講義が終わると、各自奉仕活動に出かけたり礼拝堂で祈りを捧げたり、自由行動になる。
エルもエミリーたち3人を連れて、いつものように奉仕活動に向かおうとすると、クリストフにこっそり呼び止められた。
「・・・少し相談に乗って欲しいことがあります」
◇
令嬢たちに気取られないようその辺で適当に時間を潰したエルは、再び小礼拝堂に戻ると、クリストフと二人きりの部屋で彼の相談に乗った。
「エルさんを腕利き冒険者と見込んで、お願いがあるのです」
そう切り出したクリストフの顔からはいつもの微笑みが消え、少し影のある表情をしていた。

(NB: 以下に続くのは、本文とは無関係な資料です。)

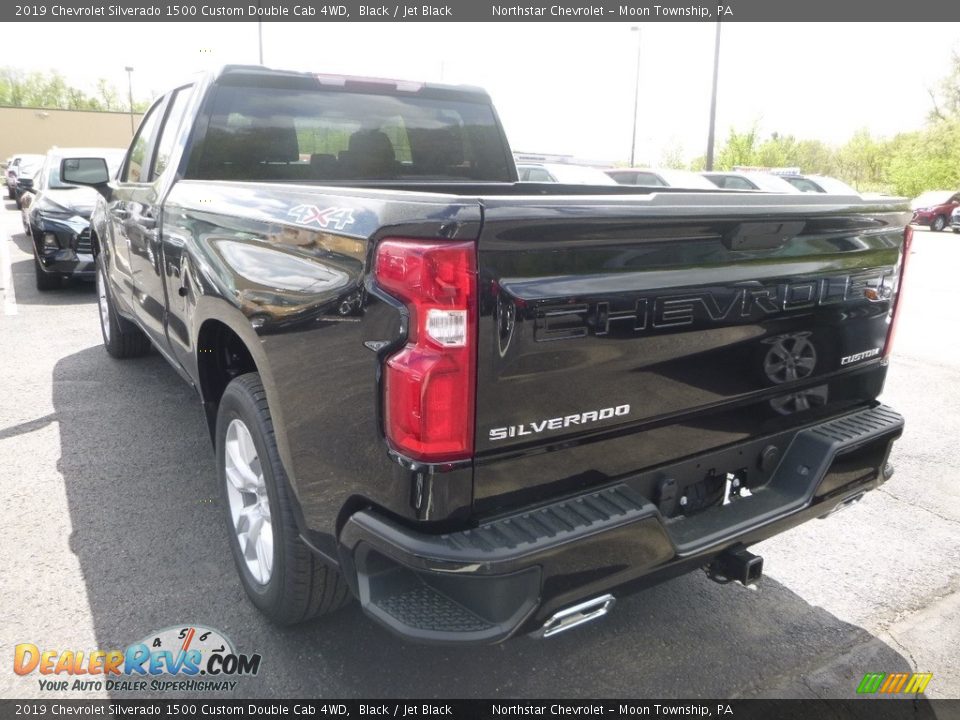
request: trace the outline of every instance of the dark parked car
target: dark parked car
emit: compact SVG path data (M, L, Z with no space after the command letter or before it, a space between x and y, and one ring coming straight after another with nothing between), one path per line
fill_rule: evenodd
M103 158L112 174L120 167L123 153L115 148L57 148L47 154L27 212L38 290L54 290L64 277L94 277L90 213L97 193L63 182L60 162L71 157Z
M517 182L479 89L247 66L161 97L113 180L62 172L102 196L106 350L199 392L177 431L278 623L556 635L753 583L747 546L892 473L899 200Z
M931 230L940 232L950 222L951 213L957 207L960 207L960 193L953 193L947 198L936 198L932 203L916 208L913 211L913 217L910 218L910 224L926 225Z

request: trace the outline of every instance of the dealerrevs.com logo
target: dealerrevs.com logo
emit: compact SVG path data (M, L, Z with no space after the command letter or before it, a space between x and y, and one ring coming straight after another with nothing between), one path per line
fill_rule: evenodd
M260 670L259 654L238 653L219 630L169 627L125 650L51 650L33 643L14 648L13 671L39 676L40 690L109 692L230 691Z

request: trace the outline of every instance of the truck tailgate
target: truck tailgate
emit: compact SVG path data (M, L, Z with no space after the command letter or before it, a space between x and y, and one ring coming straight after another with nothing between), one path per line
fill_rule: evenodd
M907 219L896 200L482 204L481 512L865 407L882 389Z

「どうやら深刻な悩みのようだな。それに俺を冒険者と見込んでということは、何か探し物ってとこか」
「さすがはエルさんだ。少し話が長くなりますが僕の悩みを聞いて下さい」
「ああ、俺たちの仲だ。遠慮せずに言ってくれ」
ホッと表情を緩めたクリストフは、自分の幼い頃の話を語り出した。
クリストフはネルソン侯爵家という帝国屈指の名門貴族の生まれだ。
彼の祖父は、世界最大の教団であるシリウス中央教会のトップ、総大司教の地位に長年君臨し、その威光は帝国を超えて全世界に届いているらしい。
そんな貴族家の跡取りとして育てられたクリストフは、ここに赴任するまでは聖地アルトグラーデスの実家から出たことがないという絵に描いたような御曹司で、10歳頃には婚約者もできたそうだ。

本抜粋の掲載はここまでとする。